Земля, кусты, камни сияли первозданной белизной. Было глухо. Мягкие снега, как вата, вобрали в себя все звуки, существовавшие в природе, и тем неправдоподобней казались крики, доносившиеся из палатки рабочих, Сама палатка ходила ходуном — вот-вот сорвется с кольев и упадет. Вдруг на ней с треском оторвались петли, отскочили застежки, и к ногам Коркина выкатились клубком Вениамин и Лева. Вместо рубах — длинные лоскутья, Левина — аж без рукавов. Казалось, снег шипит от разгоряченных тел.
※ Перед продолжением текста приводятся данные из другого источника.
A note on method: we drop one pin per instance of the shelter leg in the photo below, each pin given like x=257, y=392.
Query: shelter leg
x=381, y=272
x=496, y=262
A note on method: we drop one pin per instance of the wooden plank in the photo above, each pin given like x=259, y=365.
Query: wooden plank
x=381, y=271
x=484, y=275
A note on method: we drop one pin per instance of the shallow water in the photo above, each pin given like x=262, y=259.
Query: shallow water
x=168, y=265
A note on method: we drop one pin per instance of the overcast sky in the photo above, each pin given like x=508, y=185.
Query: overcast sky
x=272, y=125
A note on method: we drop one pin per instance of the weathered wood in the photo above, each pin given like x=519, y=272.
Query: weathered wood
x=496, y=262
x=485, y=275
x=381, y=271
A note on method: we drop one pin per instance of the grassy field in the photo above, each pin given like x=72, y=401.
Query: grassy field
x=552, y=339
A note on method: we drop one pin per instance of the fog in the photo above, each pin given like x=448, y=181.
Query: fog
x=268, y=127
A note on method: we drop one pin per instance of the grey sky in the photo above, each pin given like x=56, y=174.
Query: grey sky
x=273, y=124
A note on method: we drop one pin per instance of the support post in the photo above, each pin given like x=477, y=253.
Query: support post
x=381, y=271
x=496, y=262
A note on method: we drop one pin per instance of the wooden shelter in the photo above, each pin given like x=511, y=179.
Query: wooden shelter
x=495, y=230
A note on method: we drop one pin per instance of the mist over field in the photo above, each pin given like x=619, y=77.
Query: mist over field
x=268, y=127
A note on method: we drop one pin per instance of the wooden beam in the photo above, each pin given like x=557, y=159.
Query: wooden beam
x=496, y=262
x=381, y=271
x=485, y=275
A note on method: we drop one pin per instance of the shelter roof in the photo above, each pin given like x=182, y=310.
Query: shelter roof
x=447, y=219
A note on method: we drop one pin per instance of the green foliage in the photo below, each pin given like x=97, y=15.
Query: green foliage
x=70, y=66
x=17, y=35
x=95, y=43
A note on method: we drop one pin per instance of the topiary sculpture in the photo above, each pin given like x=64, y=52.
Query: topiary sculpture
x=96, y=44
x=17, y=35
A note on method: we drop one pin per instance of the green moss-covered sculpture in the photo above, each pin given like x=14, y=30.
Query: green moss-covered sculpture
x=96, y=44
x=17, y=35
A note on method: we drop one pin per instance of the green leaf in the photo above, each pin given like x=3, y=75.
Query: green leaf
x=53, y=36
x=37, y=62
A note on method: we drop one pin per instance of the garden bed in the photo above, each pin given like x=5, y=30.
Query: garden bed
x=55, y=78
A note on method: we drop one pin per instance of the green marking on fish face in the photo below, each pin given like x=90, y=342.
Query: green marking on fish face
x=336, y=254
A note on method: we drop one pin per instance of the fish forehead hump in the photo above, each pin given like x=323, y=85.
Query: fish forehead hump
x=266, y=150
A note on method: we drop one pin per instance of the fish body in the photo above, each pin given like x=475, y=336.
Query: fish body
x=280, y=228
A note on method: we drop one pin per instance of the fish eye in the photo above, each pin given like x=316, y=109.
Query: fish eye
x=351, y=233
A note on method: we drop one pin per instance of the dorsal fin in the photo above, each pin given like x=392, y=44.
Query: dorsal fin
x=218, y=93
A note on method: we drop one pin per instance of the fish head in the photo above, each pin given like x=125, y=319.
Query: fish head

— А ну, прекратить! — рявкнул Коркин.
Ему не вняли. Тогда он схватил обоих петухов за отросшие патлы и, растащив в разные стороны, поставил на ноги. Но и на ногах они все еще порывались клюнуть друг друга.
— Выкладывайте, что произошло!
— А вот что! — Вениамин на секунду запрыгнул в палатку и извлек оттуда за наплечную лямку пузатый рюкзачок. — Смотрите! — он на весу перевернул рюкзак вверх дном, и на белый снег вывалились черные сухари. Покоробленные жаром, ноздреватые, большие, отборные сухари.
— Мы четвертый день пустую баланду трескаем, — негодовал Вениамин, размахивая пустым рюкзаком, — а он сухарями брюхо набивает! С головой залезет в спальник и, как мышь, шуршит там… А сегодня мне подсовывает. Думал — не откажусь. На-кось, выкуси! Я лучше сто раз с голоду подохну, чем на ворованное брошусь. Ошибся адресом! Не за того принял!
Вениамина не узнать было. Вроде бы все в нем оставалось прежним — выпирающие мослы, худоба, некрасивое длинное лицо, руки до колен, и в то же время буквально все в нем переменилось. Стан распрямился, плечи раздвинулись, с лица стерся последний следочек кривой заискивающей улыбки…
А Лева, скрестив на груди руки, с саркастической ухмылкой смотрел на беснующегося Вениамина, и в уголке рта его высокомерно и нагло взблескивал золотой зуб.
— Заткнись, падло! — с наигранным презрением произнес он. — Подумай лучше о будущем!
— Что? Угрожать? — вышел из себя Коркин и схватил Леву за рубаху. — Посмей только тронуть!
По Левиному лицу легкой рябью пробежал испуг. Он спятился на несколько шагов назад и торопливо пробормотал:
— Усек, начальник. Усек. При тебе не трону.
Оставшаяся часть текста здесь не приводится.